The housekeeper in the tower
The attorney general should reopen the investigation of Ehud Barak's wife over suspicions that she employed a foreign worker who lacked a work permit.
The decision to close the investigation of Nili Priel, Defense Minister Ehud Barak's wife, over suspicions that she employed a foreign worker who lacked a work permit, evoked amazement even before yesterday.
Yesterday, however, Israel Radio's Carmela Menashe, who broke the initial story, broadcast an in-depth interview with the worker whose whereabouts had been unknown until Israel Radio's morning news program "Yoman Haboker."
The Justice Ministry didn't bother releasing a statement explaining in detail why the investigation was closed and how it is that investigators couldn't find the worker. The ministry sufficed instead with a letter containing six short clauses sent by Raz Nizri, the senior assistant to Attorney General Yehuda Weinstein, to the Legal Forum for the Land of Israel in response to questions from the organization.
Nor does a response yesterday to an inquiry by MK Shlomo Molla (Kadima ) dispel the uncertainty over the case.
The letter to the Forum for the Land of Israel states that the investigators failed to locate the worker, despite the fact that the Shin Bet security service provided them personal details, such as her last name, citizenship, passport number and birth date, following a Justice Ministry request. The attorney general decided not to ask the Shin Bet to find the woman and not to require the security guards who worked at the defense minister's home to submit an affidavit regarding her identity, because Weinstein did not think the matter was of sufficient importance to justify those steps.
The case should be reexamined. The fact that a housekeeper was employed in such a sensitive location without monitoring her comings and goings, as she claimed in the radio interview, arouses concern. Nor do we know whether her trustworthiness and background were checked out.
The laconic statement in the letter from the attorney general's assistant that there was no evidentiary basis to believe that the defense minister was involved in employing the worker is disturbing. Perhaps that was the case, but it is not possible to establish that contention without summoning the minister himself for questioning, which is even customary when it comes to ordinary couples if an investigation centers on one of the two of them.
It also should be asked why Ehud Barak didn't see himself duty-bound to look into whether the woman could legally work, in light of her "Filipino" appearance, as Priel described her. Many people of a lower status than the minister's would not think of hiring a foreign worker without being convinced that they were not violating the law.
The attorney general's decision to close the investigation is not convincing. According to the explanation provided by Weinstein's office, the statement provided by the minister's wife is a single piece of evidence which "does not provide a sufficient evidentiary basis to file an indictment."

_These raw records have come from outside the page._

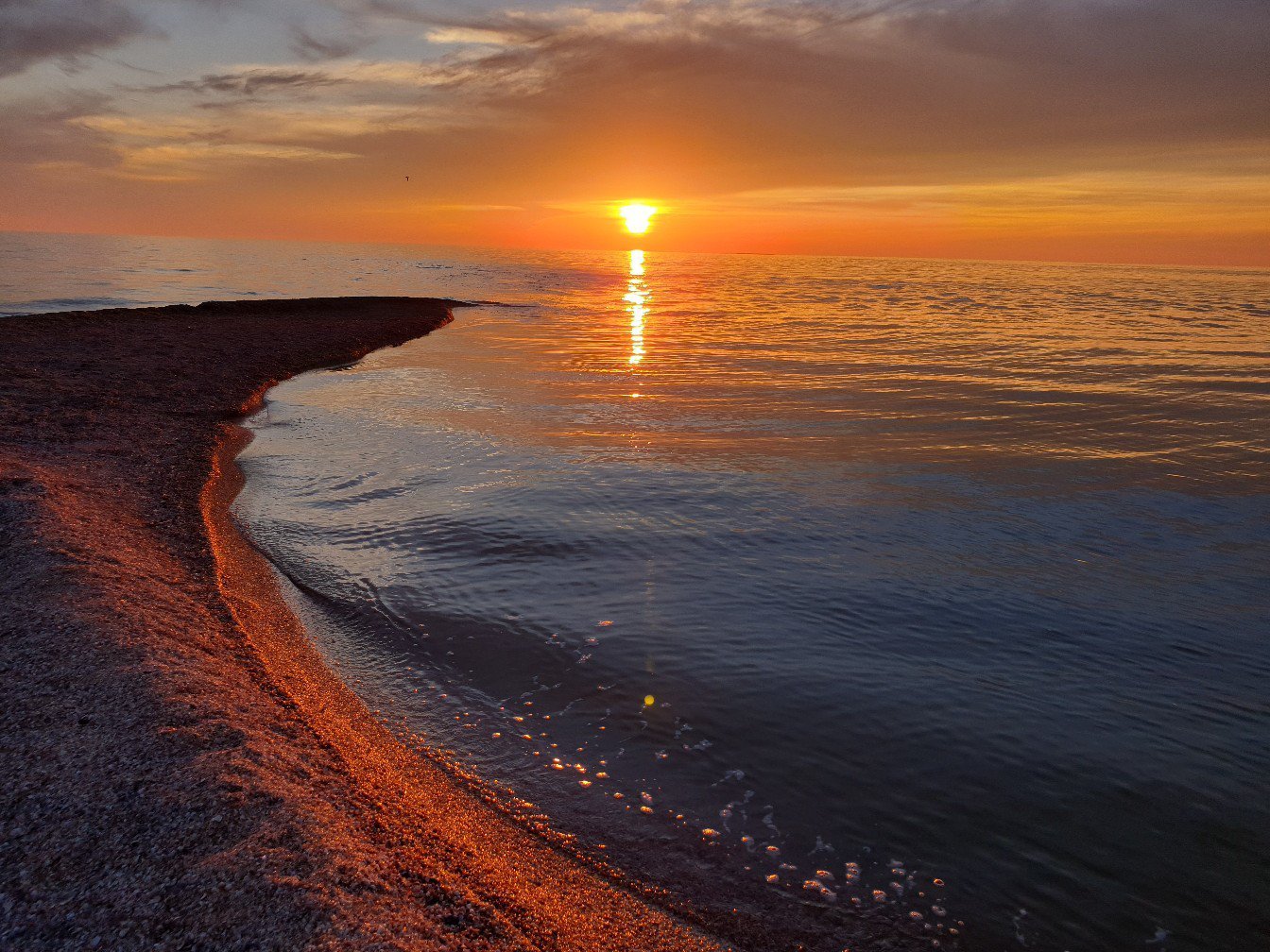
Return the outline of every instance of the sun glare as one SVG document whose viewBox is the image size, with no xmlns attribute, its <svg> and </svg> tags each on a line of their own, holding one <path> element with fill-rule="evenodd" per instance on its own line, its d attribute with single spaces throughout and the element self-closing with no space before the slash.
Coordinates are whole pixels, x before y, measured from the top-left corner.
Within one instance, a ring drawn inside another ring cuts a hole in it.
<svg viewBox="0 0 1270 952">
<path fill-rule="evenodd" d="M 657 215 L 657 206 L 652 204 L 625 204 L 617 209 L 626 222 L 626 231 L 631 235 L 643 235 Z"/>
</svg>

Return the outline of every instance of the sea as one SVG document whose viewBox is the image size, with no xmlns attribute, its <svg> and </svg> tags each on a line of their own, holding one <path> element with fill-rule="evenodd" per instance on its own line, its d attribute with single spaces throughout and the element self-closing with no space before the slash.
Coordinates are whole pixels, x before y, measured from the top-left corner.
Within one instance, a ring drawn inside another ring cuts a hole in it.
<svg viewBox="0 0 1270 952">
<path fill-rule="evenodd" d="M 0 235 L 0 314 L 329 294 L 472 305 L 246 424 L 385 722 L 808 948 L 1270 948 L 1270 273 Z"/>
</svg>

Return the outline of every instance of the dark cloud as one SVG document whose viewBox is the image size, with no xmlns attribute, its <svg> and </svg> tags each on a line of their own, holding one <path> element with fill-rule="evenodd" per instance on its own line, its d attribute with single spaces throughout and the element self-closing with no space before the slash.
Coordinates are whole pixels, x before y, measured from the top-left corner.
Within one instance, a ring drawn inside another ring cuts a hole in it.
<svg viewBox="0 0 1270 952">
<path fill-rule="evenodd" d="M 457 103 L 516 119 L 471 140 L 559 155 L 565 178 L 1040 174 L 1270 135 L 1264 0 L 654 0 L 431 22 L 495 44 L 443 74 Z"/>
<path fill-rule="evenodd" d="M 198 93 L 254 99 L 269 93 L 307 93 L 345 80 L 319 69 L 257 67 L 235 72 L 210 72 L 198 79 L 146 86 L 152 93 Z"/>
<path fill-rule="evenodd" d="M 80 126 L 86 116 L 109 109 L 107 96 L 74 93 L 10 100 L 0 109 L 0 165 L 39 165 L 104 168 L 113 162 L 105 136 Z"/>
<path fill-rule="evenodd" d="M 0 76 L 42 60 L 71 61 L 145 32 L 114 0 L 0 0 Z"/>
</svg>

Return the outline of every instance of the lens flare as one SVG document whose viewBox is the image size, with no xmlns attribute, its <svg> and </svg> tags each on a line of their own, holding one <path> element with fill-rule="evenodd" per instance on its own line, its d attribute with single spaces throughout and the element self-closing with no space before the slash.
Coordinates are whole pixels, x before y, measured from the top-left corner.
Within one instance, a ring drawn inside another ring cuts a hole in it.
<svg viewBox="0 0 1270 952">
<path fill-rule="evenodd" d="M 624 204 L 617 209 L 617 213 L 626 222 L 626 231 L 631 235 L 643 235 L 653 222 L 653 216 L 657 215 L 657 206 Z"/>
</svg>

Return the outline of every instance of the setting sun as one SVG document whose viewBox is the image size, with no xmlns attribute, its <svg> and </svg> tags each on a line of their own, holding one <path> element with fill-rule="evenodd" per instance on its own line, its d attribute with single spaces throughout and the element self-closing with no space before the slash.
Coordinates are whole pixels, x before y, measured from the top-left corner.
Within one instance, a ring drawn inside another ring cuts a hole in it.
<svg viewBox="0 0 1270 952">
<path fill-rule="evenodd" d="M 617 213 L 625 220 L 626 231 L 631 235 L 643 235 L 648 231 L 657 211 L 657 206 L 652 204 L 626 204 L 618 208 Z"/>
</svg>

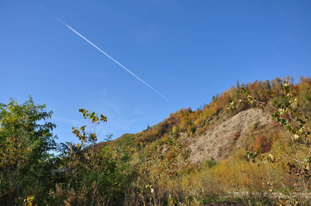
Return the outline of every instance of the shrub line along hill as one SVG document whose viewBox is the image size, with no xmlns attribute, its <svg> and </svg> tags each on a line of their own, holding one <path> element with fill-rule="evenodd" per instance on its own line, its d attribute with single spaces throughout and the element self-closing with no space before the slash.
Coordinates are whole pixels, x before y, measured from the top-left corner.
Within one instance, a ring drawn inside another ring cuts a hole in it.
<svg viewBox="0 0 311 206">
<path fill-rule="evenodd" d="M 0 109 L 0 205 L 310 205 L 309 77 L 237 82 L 100 143 L 103 114 L 79 109 L 79 143 L 57 144 L 45 105 Z"/>
</svg>

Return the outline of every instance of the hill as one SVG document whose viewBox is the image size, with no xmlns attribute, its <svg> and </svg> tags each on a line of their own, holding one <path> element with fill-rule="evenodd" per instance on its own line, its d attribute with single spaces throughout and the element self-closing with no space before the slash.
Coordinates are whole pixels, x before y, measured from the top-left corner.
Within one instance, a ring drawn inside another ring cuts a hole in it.
<svg viewBox="0 0 311 206">
<path fill-rule="evenodd" d="M 298 99 L 301 111 L 305 115 L 310 115 L 310 78 L 301 78 L 296 84 L 292 78 L 286 77 L 283 80 L 291 80 L 290 89 Z M 148 126 L 146 130 L 137 134 L 122 135 L 111 142 L 111 147 L 138 149 L 144 152 L 156 148 L 165 151 L 165 141 L 169 136 L 173 136 L 184 148 L 192 149 L 191 163 L 202 162 L 208 158 L 228 160 L 242 153 L 245 157 L 246 151 L 250 150 L 259 153 L 268 152 L 273 138 L 288 137 L 285 129 L 272 120 L 269 109 L 255 108 L 253 104 L 244 102 L 234 111 L 228 110 L 227 106 L 230 102 L 246 100 L 239 92 L 241 87 L 246 88 L 259 101 L 271 102 L 272 105 L 285 99 L 280 78 L 241 86 L 237 82 L 236 87 L 220 95 L 213 96 L 213 101 L 203 108 L 195 111 L 182 108 L 162 122 L 152 127 Z"/>
</svg>

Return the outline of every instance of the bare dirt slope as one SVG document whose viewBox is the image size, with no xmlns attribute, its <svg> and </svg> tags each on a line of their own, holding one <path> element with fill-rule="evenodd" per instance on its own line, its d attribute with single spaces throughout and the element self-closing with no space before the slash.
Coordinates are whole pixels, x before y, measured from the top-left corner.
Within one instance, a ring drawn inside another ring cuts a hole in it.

Under Israeli law in general a defendant can be convicted of serious offenses based on the admission of the accused, if there is something in addition to support it. People who saw the worker at Barak's apartment at the Akirov Towers in Tel Aviv at various events, notably Shin Bet employees, who it can be reasonably assumed questioned her before she starting working there, could have provided the necessary evidence to convict Barak's wife. This is perhaps also true of Barak himself if under questioning it turns out Barak was involved in the matter.
The attorney general's assistant wrote that, absent information about the foreign worker, it was possible that she was employed with the status of someone who had been granted asylum in Israel or who was seeking asylum or who had temporary resident status, in which case employing her would not be a criminal offense. Nonetheless, in fairness, he added that no indication was found that any of these ground existed.
An imaginary possibility that could have been excluded by a Shin Bet document cannot provide immunity from prosecution in the course of which the accused can present whatever argument he or she wishes. In any event, the attorney general, who is clearly an expert on criminal law, should provide the public with a clear explanation as to his reasoning.
It is not appropriate to cast aspersions in Weinstein's direction to the effect that he has sought to provide cover for Barak, especially after he faced off against Barak in bitter battles over important issues, such as the term of office of the Israel Defense Forces chief of staff and the authority of the Brik committee looking into the so-called Galant document affair.
Weinstein erred, in my opinion, in thinking the case of the foreign worker did not justify requiring the Shin Bet to find her and provide a statement regarding her identity. It is after all a case involving the possible employment of a worker in violation of the law at the home of a public figure who should set an example. Failure to pursue the investigation engenders concern over improper unequal enforcement of the law. It is a long road, however between a mistake in judgment and a cover-up.
In light of the recent disclosures, Weinstein would do well to order that the investigation be reopened. That would be consistent with efforts by the authorities to prevent the illegal employment of foreign workers. The existing policy does not allow the case of the housekeeper in the tower to be ignored.